Brunsbek. Im Brunsbeker Ortsteil Langelohe steht seit Freitag ein Milchautomat. Rund um die Uhr können sich die Kunden hier selbst bedienen.

Sie steht noch nicht einmal eine Woche – und ist bereits ein voller Erfolg: Die Milchtankstelle im Brunsbeker Ortsteil Langelohe. Allein am gestrigen Mittwochvormittag gaben sich die Kunden quasi die Kanne in die Hand. „Es ist so schön einfach: Kanne drunter stellen, Knopf drücken, und schon plätschert die Milch aus dem Zapfhahn“, sagt Horst Evers aus dem Brunsbeker Ortsteil Papendorf. Er hat die Tankstelle erst einen Tag zuvor entdeckt. Jetzt hat er seine Frau Heidi mitgebracht. „Wir sind beide total begeistert“, sagt die 69-Jährige. „Die Milch schmeckt einfach viel besser als die aus dem Supermarkt. Und der Geschmack erinnert mich an meine Kindheit.“

Die Idee zur Milchtankstelle hatte Stephanie Fischer. Die 43-Jährige und ihr Mann Christian bewirtschaften den Bauernhof an der Hauptstraße 14 in Langelohe. „Ich hatte Anfang des Jahres zufällig von einer Milchtankstelle in Süddeutschland gehört. Und da sagte ich zu meinem Mann: ,So etwas brauchen wir auch!’“, sagt Fischer und lacht.

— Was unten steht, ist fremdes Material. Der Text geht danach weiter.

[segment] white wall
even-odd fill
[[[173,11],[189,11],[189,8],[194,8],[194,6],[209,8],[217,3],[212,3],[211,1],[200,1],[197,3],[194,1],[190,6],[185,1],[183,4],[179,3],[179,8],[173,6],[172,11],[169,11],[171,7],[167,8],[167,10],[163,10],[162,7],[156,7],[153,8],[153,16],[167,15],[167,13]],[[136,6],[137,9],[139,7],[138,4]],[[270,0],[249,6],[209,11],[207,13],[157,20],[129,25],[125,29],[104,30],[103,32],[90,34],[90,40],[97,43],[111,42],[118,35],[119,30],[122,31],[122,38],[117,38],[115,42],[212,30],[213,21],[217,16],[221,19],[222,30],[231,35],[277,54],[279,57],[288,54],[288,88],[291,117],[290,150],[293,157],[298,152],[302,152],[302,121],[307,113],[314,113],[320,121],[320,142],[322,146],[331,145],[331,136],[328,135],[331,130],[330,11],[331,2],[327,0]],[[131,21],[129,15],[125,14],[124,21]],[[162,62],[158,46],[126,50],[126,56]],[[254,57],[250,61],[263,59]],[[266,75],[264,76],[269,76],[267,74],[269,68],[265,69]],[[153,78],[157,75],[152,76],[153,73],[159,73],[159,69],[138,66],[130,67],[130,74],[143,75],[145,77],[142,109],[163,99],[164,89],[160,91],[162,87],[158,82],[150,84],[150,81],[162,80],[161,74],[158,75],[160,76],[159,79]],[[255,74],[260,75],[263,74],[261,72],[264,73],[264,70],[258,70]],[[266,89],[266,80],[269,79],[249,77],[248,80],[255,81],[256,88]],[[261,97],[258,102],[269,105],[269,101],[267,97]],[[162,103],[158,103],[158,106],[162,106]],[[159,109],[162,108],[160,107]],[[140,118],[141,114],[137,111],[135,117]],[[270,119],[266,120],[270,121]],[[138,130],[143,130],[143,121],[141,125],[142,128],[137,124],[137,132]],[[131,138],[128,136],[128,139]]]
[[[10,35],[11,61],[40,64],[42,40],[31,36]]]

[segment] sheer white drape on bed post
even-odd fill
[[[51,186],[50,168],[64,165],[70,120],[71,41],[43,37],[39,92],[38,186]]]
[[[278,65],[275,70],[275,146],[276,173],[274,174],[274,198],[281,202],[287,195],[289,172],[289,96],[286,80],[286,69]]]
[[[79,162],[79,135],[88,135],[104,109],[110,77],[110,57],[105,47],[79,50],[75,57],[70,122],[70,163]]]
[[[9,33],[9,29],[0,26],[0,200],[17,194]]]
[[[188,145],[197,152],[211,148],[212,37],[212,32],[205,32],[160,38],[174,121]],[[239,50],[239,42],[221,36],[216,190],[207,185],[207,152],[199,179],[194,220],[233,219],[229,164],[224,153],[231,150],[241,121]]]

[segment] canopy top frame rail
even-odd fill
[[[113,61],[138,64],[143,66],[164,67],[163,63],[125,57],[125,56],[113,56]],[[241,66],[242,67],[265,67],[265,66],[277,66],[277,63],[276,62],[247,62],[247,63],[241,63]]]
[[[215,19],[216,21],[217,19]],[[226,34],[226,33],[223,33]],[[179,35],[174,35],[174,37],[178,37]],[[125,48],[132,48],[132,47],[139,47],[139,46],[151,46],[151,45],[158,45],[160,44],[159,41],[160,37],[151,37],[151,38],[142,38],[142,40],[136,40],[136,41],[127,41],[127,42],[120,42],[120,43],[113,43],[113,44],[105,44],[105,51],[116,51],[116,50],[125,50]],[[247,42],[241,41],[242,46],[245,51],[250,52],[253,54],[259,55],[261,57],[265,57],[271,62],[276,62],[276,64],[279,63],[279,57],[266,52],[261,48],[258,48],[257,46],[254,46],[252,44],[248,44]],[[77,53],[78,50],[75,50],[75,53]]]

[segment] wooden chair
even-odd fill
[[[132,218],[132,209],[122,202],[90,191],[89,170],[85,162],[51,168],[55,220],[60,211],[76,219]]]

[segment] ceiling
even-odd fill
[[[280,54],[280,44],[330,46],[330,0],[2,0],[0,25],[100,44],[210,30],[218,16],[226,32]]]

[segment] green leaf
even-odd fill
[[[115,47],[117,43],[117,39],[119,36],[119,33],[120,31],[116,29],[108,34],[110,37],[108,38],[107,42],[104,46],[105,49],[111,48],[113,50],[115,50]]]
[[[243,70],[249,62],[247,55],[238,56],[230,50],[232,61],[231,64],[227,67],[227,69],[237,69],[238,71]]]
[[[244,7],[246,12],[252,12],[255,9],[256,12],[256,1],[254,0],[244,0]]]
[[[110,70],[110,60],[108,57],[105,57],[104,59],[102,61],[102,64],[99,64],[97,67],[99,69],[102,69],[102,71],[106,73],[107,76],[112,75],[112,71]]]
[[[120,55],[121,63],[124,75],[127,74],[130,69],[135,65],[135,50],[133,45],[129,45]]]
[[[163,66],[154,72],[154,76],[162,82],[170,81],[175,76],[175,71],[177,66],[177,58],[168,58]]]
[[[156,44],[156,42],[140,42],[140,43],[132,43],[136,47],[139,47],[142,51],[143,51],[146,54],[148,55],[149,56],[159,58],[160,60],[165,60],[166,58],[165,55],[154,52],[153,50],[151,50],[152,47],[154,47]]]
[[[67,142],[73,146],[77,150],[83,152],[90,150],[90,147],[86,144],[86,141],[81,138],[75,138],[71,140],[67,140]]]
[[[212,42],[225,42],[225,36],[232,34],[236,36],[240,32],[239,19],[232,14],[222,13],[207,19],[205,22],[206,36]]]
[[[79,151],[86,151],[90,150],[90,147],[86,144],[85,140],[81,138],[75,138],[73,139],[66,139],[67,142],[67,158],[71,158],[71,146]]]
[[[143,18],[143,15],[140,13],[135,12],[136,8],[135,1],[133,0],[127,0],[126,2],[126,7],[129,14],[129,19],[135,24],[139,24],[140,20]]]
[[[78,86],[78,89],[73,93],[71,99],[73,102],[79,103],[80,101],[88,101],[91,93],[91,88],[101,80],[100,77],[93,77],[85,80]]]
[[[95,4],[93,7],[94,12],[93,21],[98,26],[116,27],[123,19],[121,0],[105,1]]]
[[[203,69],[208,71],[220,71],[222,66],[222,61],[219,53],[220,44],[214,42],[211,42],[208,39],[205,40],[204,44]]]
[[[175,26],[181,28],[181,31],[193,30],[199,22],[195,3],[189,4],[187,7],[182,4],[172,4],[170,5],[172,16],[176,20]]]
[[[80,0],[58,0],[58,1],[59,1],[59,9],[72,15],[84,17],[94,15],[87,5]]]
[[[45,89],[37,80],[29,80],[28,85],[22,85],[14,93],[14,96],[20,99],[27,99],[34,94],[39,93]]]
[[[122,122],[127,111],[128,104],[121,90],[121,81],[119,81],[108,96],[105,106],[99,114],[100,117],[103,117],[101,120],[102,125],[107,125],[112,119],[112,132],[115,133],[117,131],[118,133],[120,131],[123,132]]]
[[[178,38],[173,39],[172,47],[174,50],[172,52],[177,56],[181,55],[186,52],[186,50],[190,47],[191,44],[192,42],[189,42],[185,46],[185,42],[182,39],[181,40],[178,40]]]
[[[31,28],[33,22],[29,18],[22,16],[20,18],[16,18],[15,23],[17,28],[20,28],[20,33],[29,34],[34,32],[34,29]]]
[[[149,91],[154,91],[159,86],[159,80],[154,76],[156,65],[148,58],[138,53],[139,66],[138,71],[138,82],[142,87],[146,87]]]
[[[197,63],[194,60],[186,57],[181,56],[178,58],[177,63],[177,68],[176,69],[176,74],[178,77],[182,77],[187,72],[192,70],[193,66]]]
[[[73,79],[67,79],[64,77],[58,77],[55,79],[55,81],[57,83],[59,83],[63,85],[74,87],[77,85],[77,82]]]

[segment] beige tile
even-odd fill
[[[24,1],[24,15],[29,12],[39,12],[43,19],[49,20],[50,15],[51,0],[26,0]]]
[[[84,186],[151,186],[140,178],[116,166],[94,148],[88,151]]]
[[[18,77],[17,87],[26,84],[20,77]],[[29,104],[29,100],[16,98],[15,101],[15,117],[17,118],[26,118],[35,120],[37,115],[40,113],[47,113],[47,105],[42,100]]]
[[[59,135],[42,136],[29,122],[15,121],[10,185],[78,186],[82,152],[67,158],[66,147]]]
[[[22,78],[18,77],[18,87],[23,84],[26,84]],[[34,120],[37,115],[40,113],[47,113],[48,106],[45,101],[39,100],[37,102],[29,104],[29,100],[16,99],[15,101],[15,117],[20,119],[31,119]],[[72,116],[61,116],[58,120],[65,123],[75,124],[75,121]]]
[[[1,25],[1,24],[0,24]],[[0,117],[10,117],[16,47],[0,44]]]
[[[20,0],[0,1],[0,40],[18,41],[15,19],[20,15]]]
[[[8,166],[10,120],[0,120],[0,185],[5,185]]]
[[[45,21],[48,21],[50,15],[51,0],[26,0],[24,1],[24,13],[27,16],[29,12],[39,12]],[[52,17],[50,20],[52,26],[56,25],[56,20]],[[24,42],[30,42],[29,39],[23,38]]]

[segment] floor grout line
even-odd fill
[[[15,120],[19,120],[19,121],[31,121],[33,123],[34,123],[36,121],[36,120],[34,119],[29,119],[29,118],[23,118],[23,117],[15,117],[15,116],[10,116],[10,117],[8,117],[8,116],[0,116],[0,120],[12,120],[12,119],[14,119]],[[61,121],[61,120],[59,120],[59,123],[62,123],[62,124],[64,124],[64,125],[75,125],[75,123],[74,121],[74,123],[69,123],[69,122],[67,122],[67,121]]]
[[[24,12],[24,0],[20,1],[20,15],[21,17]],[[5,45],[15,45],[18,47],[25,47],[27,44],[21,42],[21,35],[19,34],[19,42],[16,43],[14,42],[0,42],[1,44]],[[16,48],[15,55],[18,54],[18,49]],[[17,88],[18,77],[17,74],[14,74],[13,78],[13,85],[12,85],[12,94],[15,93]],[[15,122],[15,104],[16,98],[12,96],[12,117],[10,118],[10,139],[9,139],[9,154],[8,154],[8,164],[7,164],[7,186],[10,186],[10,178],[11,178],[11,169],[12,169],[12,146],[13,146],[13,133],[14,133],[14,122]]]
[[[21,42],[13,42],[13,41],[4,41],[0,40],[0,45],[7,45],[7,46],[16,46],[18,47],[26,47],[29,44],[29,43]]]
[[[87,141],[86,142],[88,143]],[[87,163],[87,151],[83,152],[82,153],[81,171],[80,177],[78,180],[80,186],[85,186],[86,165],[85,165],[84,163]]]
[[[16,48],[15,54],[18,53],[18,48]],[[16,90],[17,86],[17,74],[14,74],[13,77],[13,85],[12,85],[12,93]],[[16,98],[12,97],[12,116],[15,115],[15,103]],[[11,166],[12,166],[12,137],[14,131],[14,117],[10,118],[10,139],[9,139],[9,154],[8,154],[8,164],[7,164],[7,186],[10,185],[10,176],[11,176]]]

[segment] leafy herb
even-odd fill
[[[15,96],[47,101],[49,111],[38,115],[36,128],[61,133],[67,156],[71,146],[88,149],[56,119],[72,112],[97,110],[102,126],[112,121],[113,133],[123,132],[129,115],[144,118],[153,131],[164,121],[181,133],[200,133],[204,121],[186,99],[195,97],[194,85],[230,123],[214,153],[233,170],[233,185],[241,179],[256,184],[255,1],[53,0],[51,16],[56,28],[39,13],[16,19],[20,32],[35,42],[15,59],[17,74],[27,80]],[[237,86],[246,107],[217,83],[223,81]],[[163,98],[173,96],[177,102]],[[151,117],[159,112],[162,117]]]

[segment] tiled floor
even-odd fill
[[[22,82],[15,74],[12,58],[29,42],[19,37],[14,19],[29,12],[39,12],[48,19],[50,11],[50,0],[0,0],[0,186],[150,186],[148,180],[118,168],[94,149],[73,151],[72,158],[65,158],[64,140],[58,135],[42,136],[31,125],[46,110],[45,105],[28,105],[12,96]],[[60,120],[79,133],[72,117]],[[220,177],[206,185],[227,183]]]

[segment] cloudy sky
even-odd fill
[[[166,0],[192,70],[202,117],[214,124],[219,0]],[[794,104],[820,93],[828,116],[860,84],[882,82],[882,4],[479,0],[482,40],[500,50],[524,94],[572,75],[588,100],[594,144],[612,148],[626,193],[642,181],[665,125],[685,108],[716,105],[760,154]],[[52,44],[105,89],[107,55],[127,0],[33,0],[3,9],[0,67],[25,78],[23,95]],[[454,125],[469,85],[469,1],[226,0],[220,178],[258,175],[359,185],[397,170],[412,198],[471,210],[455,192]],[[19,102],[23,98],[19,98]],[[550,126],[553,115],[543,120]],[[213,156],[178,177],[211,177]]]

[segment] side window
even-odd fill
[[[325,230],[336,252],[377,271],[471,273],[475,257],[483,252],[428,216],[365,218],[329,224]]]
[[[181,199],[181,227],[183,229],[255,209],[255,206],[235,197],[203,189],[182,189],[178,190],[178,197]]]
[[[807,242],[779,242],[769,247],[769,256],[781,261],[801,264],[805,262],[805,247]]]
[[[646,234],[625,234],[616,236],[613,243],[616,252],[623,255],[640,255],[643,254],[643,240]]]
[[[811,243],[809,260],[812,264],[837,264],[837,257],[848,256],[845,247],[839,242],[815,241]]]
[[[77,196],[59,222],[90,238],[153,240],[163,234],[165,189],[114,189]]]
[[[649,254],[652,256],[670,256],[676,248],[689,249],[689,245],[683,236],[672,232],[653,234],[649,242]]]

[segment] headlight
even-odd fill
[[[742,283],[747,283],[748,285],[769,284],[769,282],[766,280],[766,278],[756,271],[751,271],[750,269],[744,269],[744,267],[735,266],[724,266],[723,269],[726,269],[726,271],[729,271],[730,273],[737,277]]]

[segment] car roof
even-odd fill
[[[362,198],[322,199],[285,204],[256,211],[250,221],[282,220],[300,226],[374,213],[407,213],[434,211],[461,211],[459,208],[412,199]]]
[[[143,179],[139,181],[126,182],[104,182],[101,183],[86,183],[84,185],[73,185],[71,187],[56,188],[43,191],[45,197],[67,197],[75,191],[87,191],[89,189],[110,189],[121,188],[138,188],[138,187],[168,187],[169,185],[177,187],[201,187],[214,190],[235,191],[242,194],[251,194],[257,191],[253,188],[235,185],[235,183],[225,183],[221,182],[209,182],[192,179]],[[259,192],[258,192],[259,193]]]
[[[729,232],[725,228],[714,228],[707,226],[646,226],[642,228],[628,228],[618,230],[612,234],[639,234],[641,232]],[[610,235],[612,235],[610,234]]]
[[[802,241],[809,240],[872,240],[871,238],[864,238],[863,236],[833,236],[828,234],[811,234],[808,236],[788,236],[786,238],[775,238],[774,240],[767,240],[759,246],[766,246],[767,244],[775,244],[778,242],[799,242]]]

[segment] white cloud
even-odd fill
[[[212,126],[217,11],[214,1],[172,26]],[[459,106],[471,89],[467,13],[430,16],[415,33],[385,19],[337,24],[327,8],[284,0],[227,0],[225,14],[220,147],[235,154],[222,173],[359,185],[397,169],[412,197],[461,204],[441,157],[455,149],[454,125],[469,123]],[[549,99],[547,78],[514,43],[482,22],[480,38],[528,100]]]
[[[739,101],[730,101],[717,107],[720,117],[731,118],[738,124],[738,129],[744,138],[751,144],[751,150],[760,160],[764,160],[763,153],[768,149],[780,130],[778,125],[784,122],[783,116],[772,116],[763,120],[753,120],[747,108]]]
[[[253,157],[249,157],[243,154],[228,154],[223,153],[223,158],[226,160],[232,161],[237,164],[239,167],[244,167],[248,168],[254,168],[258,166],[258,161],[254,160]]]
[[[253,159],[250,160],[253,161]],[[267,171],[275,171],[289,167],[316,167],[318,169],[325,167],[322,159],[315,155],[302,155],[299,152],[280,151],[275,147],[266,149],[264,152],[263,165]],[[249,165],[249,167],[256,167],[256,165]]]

Seit vergangenem Freitag steht nun ein kleines Holzhäuschen am Straßenrand, die beiden Flügeltüren weit geöffnet, darin der begehrte Milchautomat. Einen Euro kostet der Liter Milch. Wer kein Gefäß dabei hat, kann für 3,50 Euro eine große Glasflasche kaufen oder für einen Euro die Variante aus Plastik. Die Halbliterflasche kostet 50 Cent. Die Behälter stehen in einem Wandschrank bereit.

Die Landwirte Stephanie und Christian Fischer sind die Betreiber der Milchtankstelle. Die Milch stammt von den Kühen ihres Bauernhofs
Die Landwirte Stephanie und Christian Fischer sind die Betreiber der Milchtankstelle. Die Milch stammt von den Kühen ihres Bauernhofs © HA | Julia Sextl

Die Milchtankstelle in Langelohe ist nicht die erste in Stormarn. Seit April dieses Jahres gibt es bereits eine in Bargteheide an der Jersbeker Straße 80. Die Milch, die Bauer Hauke Ruge verkauft, ist Biomilch und kostet 1,20 Euro pro Liter. „Wir hatten schon immer Leute, die Milch direkt vom Hof geholt hatten. Jetzt können sich die Kunden selbstständig bedienen“, sagt Ruge. Seine Tankstelle ist täglich von 7 bis 19 Uhr geöffnet.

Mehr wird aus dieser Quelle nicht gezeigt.